Wednesday, March 5, 2014

Frederick Wildman 2012 Burgundy Barrel Tasting

Temperatures rose quickly in the tent at the Hotel Vitale’s Americano Restaurant last month, and not just because of the unseasonably warm San Francisco weather. Women were swooning over the charming, dapper and very flirtatious Monsieur Patrick Leflaive, of Olivier Leflaive in Puligny-Montrachet. Members of the wine trade were invited by importer Frederick Wildman to taste barrel samples of the not yet released 2012 wines from Burgundy, France.

Together, brothers Patrick and Olivier produce thousands of cases of high quality red and white Burgundy each year. Their chalky, powerful 2012 Leflaive Corton-Charlemagne Grand Cru $155 was stunning, while the more moderately priced and silky 2012 Leflaive Rully Les Cloux 1er Cru $32 is a terrific pick for Somms to price under $100 on their wine lists. Martin Sinkoff, Wildman’s Director of Marketing, said, “the market for Burgundy is strong world-wide. That, and low yields in 2011, 2012, and 2013 means that there is price pressure on this vintage.”

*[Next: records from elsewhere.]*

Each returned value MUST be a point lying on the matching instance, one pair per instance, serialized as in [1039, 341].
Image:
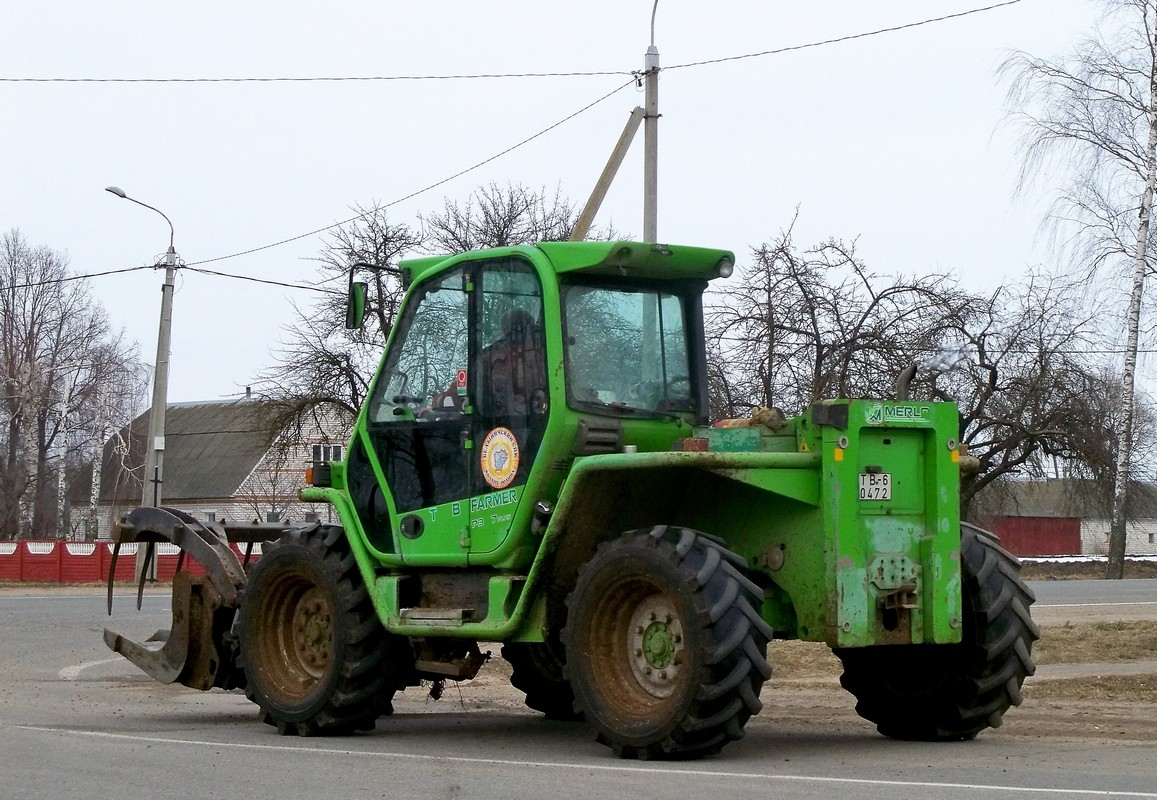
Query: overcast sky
[892, 139]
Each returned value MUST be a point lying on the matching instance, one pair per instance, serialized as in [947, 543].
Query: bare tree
[321, 362]
[1095, 111]
[1016, 364]
[500, 217]
[804, 324]
[60, 361]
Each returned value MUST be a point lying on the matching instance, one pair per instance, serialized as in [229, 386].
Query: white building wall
[1141, 537]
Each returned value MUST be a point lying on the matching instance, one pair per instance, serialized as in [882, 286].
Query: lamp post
[154, 457]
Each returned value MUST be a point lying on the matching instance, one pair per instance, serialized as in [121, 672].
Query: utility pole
[154, 452]
[650, 139]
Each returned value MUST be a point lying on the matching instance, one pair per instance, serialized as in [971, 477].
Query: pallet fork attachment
[199, 651]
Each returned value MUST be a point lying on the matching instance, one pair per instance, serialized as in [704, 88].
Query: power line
[849, 37]
[317, 79]
[451, 76]
[190, 265]
[499, 75]
[262, 280]
[425, 189]
[80, 277]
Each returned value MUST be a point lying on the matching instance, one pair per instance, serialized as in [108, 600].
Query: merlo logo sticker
[500, 457]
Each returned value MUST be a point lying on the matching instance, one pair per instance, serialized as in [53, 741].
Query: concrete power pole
[650, 140]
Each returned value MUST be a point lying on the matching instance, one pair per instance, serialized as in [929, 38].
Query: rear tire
[537, 669]
[944, 692]
[665, 647]
[315, 654]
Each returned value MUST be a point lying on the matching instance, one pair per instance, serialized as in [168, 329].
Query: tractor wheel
[536, 668]
[665, 646]
[945, 692]
[315, 654]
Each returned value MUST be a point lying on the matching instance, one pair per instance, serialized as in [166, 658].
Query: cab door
[510, 396]
[419, 423]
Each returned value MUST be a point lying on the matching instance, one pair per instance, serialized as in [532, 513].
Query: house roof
[209, 449]
[1060, 498]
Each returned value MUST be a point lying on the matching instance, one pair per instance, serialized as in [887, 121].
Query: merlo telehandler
[535, 467]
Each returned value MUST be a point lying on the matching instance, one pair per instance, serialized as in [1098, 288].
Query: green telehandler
[533, 467]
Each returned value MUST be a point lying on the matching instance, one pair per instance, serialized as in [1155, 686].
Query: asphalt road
[78, 721]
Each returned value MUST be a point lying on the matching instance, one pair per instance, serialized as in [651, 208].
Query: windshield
[626, 350]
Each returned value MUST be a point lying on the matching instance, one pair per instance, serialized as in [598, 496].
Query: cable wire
[264, 280]
[425, 189]
[80, 277]
[316, 79]
[849, 37]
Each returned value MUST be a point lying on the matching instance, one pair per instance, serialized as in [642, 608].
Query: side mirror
[355, 305]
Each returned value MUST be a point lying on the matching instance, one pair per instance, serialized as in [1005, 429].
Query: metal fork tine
[112, 573]
[145, 569]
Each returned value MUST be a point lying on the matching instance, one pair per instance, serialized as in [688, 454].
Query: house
[222, 461]
[1063, 518]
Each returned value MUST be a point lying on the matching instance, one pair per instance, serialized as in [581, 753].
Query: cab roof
[632, 259]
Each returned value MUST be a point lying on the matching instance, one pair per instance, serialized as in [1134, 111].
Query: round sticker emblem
[500, 457]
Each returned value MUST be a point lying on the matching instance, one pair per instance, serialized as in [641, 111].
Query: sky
[897, 140]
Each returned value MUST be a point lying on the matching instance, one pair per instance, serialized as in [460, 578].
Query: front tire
[315, 654]
[945, 692]
[665, 646]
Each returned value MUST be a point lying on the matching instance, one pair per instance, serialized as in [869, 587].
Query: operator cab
[492, 347]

Etienne Sauzet, who normally produces ten barrels of Etienne Sauzet Puligny-Montrachet Les Folatieres 1er Cru $120, will only produce two in 2012. (Note: Etienne Sauzet wines are imported by Vineyard Brands). Jancis Robinson MW called the 2012 vintage “one of the most challenging in recent memory, with frost, hail, storms, rain, sunburn, mildew, and in some cases, rot.” “In 2012 we had hail, frost, and too much rain. On July 3rd, a 20-minute hail storm did major damage. We lost 50% of the crop. In Volnay and Pommard, up to 80% of the crops were lost” said Monsieur Leflaive. “Whites did better. We are pleased, almost.”

Thankfully a warm and sunny summer saved the day, concentrating the remaining fruit and helping it to ripen. Folks shopping for 2012’s need to remember to shop selectively. Whites from the Cote de Beaune offered a rich, creamy mouthfeel if not so much minerality, and Cote de Nuit reds are showing a glossy, silky texture as well. The wines are not as balanced as usual, but offer immediate drinking pleasure. Antoine Vincent of Chateau Fuisse and J. J. Vincent Selections, whose 2012 “J. J.” Bourgogne Blanc $18 was a notable value, said, “the difficulty is always in the vineyard. We had 30% less this year but it had nice concentration. We want balance and power, so we stopped malolactic conversion early to preserve freshness.” The 2012 Chateau Fuisse Pouilly-Fuisse “Marie Antoinette” $24 was another stunning value, and had a gorgeous smoky minerality.

Domaine Armand Rousseau showed four wines from their old vine parcels in Chambertin, a taut, earthy Gevrey-Chambertin, an elegant, silky and perfumed Gevrey-Chambertin “Lavaut St. Jacques” 1er Cru, the Ruchottes-Chambertin “Le Clos des Ruchottes” Grand Cru Monopole, and the Chambertin Grand Cru. The stunning Grand Crus were showing just a hint of what they would become in the decades ahead. Pricing was not yet available, which was probably a good thing.

Stephane Aviron’s Beaujolais-Villages and cru Beaujolais wines, including the gorgeous, dark-berried and smoky 2012 Morgon “Cote du Py” Vielles Vignes $24 commented, “2012 was a correct vintage with a lot of rain, mildew, and a late harvest, so not very good to make a great wine, and they will have a shorter life span.” Why is vintage so important in Burgundy? Does the producer matter more than the appellation/quality level?